Cultural development now runs through the strategic life of the region, an understanding of the deep culture of the North East – the relationship between people, landscape, language, work, and values – informs and creates a rich context for future planning and decision-making.
Culture North East, the Regional Cultural Consortium for the North East funded by the Department for Culture, Media, and Sport, operates as part of the strong set of cultural agencies that make up the cultural sector at the regional level. The cultural agencies of the North East are well developed both strategically and operationally and in many cases have led national developments in their fields. The argument for culture has been well received and largely accepted in the region: it is the responsibility of Culture North East and the rest of the sector to maximise the benefits that culture can bring to the region without presenting culture unrealistically as a panacea.
The North East is often rightly cited as a leading proponent of culture-led regeneration.
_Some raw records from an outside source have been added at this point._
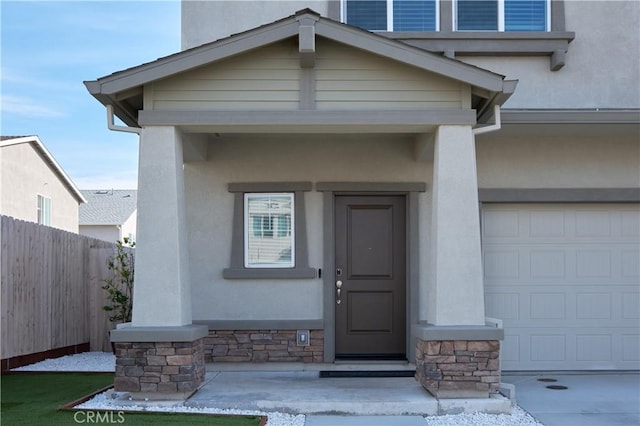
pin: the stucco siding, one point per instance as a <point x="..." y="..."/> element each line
<point x="602" y="68"/>
<point x="372" y="158"/>
<point x="347" y="78"/>
<point x="261" y="80"/>
<point x="25" y="175"/>
<point x="563" y="159"/>
<point x="556" y="156"/>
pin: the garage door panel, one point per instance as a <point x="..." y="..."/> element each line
<point x="631" y="264"/>
<point x="566" y="284"/>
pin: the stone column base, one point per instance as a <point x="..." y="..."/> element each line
<point x="154" y="363"/>
<point x="458" y="368"/>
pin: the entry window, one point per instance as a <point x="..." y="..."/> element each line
<point x="269" y="234"/>
<point x="502" y="15"/>
<point x="392" y="15"/>
<point x="44" y="210"/>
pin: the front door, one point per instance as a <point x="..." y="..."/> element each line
<point x="370" y="283"/>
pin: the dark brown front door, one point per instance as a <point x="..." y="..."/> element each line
<point x="370" y="271"/>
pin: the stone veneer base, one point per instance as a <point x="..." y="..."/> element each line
<point x="159" y="370"/>
<point x="262" y="346"/>
<point x="458" y="368"/>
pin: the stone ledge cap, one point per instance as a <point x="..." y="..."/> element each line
<point x="183" y="333"/>
<point x="425" y="331"/>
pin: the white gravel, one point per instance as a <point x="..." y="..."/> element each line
<point x="105" y="362"/>
<point x="86" y="361"/>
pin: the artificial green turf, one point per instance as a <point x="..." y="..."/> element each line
<point x="34" y="399"/>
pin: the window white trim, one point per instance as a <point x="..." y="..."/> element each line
<point x="44" y="208"/>
<point x="501" y="17"/>
<point x="390" y="28"/>
<point x="273" y="222"/>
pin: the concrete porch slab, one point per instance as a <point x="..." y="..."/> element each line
<point x="303" y="392"/>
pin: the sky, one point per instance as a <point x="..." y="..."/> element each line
<point x="48" y="48"/>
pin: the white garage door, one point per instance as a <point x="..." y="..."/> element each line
<point x="565" y="280"/>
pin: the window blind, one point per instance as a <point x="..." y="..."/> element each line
<point x="477" y="15"/>
<point x="368" y="14"/>
<point x="414" y="15"/>
<point x="525" y="15"/>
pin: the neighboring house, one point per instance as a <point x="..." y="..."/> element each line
<point x="311" y="191"/>
<point x="109" y="215"/>
<point x="33" y="186"/>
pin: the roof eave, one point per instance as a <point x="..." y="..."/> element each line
<point x="37" y="143"/>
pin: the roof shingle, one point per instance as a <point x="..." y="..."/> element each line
<point x="108" y="207"/>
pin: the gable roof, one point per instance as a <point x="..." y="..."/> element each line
<point x="37" y="144"/>
<point x="108" y="207"/>
<point x="123" y="89"/>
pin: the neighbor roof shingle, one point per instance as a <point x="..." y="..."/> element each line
<point x="108" y="207"/>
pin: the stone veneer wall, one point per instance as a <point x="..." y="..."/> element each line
<point x="262" y="346"/>
<point x="161" y="367"/>
<point x="458" y="368"/>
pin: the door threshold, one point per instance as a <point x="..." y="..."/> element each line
<point x="381" y="365"/>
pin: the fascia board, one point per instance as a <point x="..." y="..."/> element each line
<point x="39" y="146"/>
<point x="193" y="58"/>
<point x="410" y="55"/>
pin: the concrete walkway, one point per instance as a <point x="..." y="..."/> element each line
<point x="591" y="399"/>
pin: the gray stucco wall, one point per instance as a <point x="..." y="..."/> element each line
<point x="560" y="156"/>
<point x="24" y="175"/>
<point x="382" y="158"/>
<point x="516" y="158"/>
<point x="602" y="68"/>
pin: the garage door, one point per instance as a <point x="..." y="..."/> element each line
<point x="565" y="281"/>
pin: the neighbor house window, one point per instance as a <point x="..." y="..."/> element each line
<point x="392" y="15"/>
<point x="502" y="15"/>
<point x="44" y="210"/>
<point x="268" y="234"/>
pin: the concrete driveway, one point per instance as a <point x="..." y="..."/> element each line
<point x="590" y="399"/>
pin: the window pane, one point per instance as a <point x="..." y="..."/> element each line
<point x="44" y="210"/>
<point x="478" y="15"/>
<point x="268" y="231"/>
<point x="525" y="15"/>
<point x="414" y="15"/>
<point x="368" y="14"/>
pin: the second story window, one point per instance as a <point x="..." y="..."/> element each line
<point x="44" y="210"/>
<point x="502" y="15"/>
<point x="468" y="15"/>
<point x="392" y="15"/>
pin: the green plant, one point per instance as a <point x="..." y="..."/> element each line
<point x="119" y="286"/>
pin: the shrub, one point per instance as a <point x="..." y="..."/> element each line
<point x="119" y="287"/>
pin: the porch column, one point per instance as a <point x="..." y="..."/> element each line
<point x="162" y="291"/>
<point x="456" y="294"/>
<point x="457" y="355"/>
<point x="160" y="354"/>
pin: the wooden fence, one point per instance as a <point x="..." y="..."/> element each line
<point x="51" y="293"/>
Culture-led regeneration projects have transformed parts of the region and play a continuing part in shifting perceptions of the region. As every English region goes down the same path, the onus is on the North East to understand the wider social and cultural as well as the economic impacts of these initiatives and also to ensure that in these projects too, the competitive advantage that accrues from distinctiveness and authenticity is respected.
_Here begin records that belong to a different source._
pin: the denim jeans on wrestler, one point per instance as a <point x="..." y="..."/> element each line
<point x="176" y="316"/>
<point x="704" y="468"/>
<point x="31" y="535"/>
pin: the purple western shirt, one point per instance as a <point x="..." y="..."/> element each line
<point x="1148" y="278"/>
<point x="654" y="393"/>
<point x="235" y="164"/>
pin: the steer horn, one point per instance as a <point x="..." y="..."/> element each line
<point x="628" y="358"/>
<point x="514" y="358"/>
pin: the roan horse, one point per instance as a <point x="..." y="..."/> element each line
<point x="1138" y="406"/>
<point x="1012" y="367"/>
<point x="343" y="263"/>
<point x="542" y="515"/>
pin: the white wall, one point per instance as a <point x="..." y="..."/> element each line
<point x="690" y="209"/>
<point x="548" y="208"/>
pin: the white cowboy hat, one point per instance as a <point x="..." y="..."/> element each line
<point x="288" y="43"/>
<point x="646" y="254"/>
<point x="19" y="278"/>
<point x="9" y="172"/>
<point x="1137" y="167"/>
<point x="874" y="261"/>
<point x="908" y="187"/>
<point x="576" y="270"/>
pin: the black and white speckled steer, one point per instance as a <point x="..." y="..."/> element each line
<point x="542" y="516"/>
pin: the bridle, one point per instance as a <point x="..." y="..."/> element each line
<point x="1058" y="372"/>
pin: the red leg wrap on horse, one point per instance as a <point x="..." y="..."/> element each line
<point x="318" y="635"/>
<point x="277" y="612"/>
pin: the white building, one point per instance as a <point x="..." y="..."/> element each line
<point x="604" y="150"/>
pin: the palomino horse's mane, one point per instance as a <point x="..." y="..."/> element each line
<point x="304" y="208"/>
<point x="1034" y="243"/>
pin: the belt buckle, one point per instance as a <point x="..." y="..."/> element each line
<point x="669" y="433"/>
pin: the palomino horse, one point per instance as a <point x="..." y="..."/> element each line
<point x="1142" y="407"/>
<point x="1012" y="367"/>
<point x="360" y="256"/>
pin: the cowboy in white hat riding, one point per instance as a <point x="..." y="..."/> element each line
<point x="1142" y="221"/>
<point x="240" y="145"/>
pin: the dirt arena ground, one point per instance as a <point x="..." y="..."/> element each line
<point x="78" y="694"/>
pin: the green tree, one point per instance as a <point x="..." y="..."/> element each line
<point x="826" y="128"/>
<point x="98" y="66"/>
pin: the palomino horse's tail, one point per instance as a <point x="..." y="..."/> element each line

Despite persistent, long-term, gloomy prognostications, there are signs that the economy of the North East is slowly picking up. This is welcome and, while no one would underestimate the importance of a more vibrant economy for the health of the region, there is an increasing appreciation in the region that the economy is not everything.
The rate of gross value added (GVA) in the South East of England may be twice that of the North East, but it does not follow that the people are twice as happy, nor is the quality of life twice as high. In fact on a number of indicators, quality of life and satisfaction is higher in the North East than in the more prosperous South. Again, it is the responsibility of all strategic agencies operating in the region to ensure that growing economic success isn’t obtained at the expense of unacceptable environmental, social and cultural cost. Knowing what is environmentally, socially and culturally distinct and valuable in the North East will help decision-makers avoid “not knowing what they’ve got till it’s gone”.
The North East is a small, uncrowded region with an impressive cultural infrastructure that includes two World Heritage sites at Hadrian’s Wall and Durham Cathedral and Castle. Another prospective site is the dual monasteries at Jarrow and Monkwearmouth, a hub of western civilisation in the seventh and eighth centuries. The diversity and flux of peoples represented in The Lindisfarne Gospels, produced in the region at that time, is mirrored in the changing communities of the region today. Now as then, culture is not fixed.
The changing face of cultural development in the North East reflects the changing face of the North East itself. This is a region that is ready to embrace the new and challenging while building on and valuing the lessons and achievements of its past – a region that wants to learn from its history, not go back there.